En la colina que domina el fértil valle, dedicado a la producción de frutales que permite tener cosechas valoradas por los comerciantes de la industria vinícola, que llegan desde el extranjero a comprar los excelentes frutos, se encuentra la hacienda “La Floresta”, -propiedad de los Torrente-, que posee los más extensos cultivos, reconocidos como los más prósperos de la región. En su entrada, como si fuera un guardián, hay un viejo ciprés retorcido, que llama la atención a quienes lo observan, y al preguntar por su rara forma, los moradores de la región cuentan esta historia:

“La Floresta”, fue creada por un inmigrante — el mayor de los Torrente—, conocedor de las bondades de esas tierras y las técnicas para el cultivo de la vid, debido a su permanencia por varios años en la región de Provenza, en Francia. Al radicarse allí, compró una gran extensión cuando las tierras no se consideraban apropiadas para el cultivo. Con esfuerzo y dedicación inició los viñedos, aunque la gente lo consideraba un desquiciado, al querer convertir esas tierras, que estaban dedicadas a los pastos, en extensos viñedos. El inmigrante trabajó arduamente con su esposa, a pesar de las críticas de que fue objeto.
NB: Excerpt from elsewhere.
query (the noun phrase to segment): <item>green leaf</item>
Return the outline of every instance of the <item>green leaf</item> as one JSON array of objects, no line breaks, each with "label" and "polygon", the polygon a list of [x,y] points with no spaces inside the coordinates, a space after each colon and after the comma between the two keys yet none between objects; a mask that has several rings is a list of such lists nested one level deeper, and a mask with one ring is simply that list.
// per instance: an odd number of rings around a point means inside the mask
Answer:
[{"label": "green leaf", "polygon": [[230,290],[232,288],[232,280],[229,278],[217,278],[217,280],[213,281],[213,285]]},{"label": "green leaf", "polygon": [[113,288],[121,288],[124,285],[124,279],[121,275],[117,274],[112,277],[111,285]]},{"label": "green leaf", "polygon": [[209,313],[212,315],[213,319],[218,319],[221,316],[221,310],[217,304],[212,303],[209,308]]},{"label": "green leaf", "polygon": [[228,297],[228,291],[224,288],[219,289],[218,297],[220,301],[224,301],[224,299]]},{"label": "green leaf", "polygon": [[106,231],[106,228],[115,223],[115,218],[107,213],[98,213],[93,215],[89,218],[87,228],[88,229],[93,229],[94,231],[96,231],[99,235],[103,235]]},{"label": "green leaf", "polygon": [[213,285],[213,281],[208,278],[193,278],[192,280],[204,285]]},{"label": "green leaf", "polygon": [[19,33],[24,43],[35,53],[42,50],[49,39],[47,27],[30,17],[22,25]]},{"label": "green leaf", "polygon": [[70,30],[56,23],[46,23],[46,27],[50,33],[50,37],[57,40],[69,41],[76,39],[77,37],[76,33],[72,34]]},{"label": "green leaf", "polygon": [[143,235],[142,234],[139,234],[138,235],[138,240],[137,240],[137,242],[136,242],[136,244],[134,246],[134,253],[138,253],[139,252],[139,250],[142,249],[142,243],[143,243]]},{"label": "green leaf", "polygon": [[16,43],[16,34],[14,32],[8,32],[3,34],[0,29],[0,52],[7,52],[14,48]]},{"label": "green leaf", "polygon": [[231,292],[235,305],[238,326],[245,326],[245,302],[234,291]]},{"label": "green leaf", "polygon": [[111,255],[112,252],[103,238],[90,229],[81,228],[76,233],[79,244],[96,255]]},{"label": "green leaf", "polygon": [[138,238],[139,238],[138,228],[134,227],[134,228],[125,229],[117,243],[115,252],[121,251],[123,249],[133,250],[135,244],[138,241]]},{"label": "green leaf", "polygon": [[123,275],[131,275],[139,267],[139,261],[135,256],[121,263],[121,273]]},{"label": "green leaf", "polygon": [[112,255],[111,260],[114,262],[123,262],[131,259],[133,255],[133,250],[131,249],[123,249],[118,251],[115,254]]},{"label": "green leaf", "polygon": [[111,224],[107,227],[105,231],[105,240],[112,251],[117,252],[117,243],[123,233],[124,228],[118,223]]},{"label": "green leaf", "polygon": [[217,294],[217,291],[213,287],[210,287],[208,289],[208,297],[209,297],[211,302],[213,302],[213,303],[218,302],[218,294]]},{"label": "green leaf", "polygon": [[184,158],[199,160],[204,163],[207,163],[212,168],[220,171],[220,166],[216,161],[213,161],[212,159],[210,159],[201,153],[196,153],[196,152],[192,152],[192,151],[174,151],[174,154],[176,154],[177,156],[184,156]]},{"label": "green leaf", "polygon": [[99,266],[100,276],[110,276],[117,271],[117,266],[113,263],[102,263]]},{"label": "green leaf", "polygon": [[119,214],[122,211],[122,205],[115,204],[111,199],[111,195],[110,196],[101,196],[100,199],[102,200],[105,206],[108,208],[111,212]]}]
La primera cosecha coincidió con el nacimiento de su primer hijo, y el inmigrante plantó un ciprés cerca a la entrada de la finca, como un homenaje a su heredero. La familia creció, y el inmigrante fue construyendo viviendas para sus hijos, para que permanecieran en la finca, y no abandonaran los viñedos. La familia crecía y prosperaba, y el ciprés se convirtió en un orgullo de la finca por su esbeltez, que se podía divisar a la distancia.

En plena producción, quizás quince años desde el inicio de los cultivos, en una mañana de invierno, hallaron colgado de una de las ramas del ciprés, el cuerpo del inmigrante, quien sin razón aparente había tomado esa decisión. Algunos hijos pensaron derribar el árbol, para borrar el mal recuerdo que les traía, pero se abstuvieron de hacerlo, al recordar que éste fue plantado como homenaje al primogénito del inmigrante.

Poco después, de una manera inexplicable el árbol perdió su belleza, y del esbelto ciprés sólo queda un retorcido madero, en donde bajo sus escasas ramas ya no se protegen del sol los transeúntes que pasan por el lugar, así mismo, los jilgueros no han regresado a hacer sus nidos.

Los visitantes, al observar el viejo ciprés piensan en la historia que cuentan los mayores del pueblo, y hacen sus propias conjeturas.